Hi, I am Arjun

Arjun Prashanth

I'm a Machine Learning Engineer who loves taking AI research off the whiteboard and into the real world (where things break, scale, and actually make money). Over the last few years in Boston, I’ve built and deployed production-grade systems for search, recommendations, and Gen AI - mostly in the e-commerce space.

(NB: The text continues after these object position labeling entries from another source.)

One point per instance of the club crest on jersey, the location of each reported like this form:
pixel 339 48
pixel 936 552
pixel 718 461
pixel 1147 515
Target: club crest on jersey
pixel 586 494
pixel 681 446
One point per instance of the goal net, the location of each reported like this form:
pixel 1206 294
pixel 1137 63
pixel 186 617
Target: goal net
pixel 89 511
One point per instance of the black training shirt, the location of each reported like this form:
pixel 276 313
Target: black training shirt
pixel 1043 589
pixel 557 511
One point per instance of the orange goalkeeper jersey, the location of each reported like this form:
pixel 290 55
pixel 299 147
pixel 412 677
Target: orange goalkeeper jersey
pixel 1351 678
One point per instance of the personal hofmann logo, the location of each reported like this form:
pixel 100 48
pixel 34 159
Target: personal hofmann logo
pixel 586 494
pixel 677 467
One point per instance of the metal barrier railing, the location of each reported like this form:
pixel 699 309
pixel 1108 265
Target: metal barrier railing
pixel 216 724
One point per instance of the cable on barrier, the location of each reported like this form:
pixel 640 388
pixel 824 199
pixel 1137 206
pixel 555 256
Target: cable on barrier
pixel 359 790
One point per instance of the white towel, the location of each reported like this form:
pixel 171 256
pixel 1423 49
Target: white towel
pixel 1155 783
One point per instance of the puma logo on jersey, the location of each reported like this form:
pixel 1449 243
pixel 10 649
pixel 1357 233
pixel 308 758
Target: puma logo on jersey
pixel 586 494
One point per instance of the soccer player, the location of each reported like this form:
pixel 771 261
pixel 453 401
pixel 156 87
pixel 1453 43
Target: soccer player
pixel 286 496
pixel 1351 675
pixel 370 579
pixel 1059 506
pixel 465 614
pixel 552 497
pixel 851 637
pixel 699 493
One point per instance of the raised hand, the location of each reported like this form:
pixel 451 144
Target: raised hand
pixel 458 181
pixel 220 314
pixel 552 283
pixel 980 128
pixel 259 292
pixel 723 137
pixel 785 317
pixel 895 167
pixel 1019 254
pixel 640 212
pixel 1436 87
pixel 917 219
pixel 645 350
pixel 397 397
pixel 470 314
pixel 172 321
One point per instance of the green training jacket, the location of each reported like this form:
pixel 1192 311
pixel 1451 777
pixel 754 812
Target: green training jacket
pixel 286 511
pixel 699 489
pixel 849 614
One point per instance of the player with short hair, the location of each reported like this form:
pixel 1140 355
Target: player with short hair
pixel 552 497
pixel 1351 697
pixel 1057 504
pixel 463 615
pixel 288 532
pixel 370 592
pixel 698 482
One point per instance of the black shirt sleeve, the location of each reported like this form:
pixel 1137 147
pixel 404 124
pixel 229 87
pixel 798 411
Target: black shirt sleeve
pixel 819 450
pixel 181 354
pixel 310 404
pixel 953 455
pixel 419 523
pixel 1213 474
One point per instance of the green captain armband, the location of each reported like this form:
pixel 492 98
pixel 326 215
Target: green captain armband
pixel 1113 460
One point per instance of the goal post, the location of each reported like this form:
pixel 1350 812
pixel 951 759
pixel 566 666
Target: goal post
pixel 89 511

I enjoy tinkering with transformers, vector search, and the occasional project involving LLMs. I speak Python fluently, but I also get along well with PyTorch, PySpark, Kubernetes, Langchain, MongoDB, and friends. I’ve designed SDKs, optimized inference with quantization, accelerated training using distributed GPUs and containerized more things than I can count.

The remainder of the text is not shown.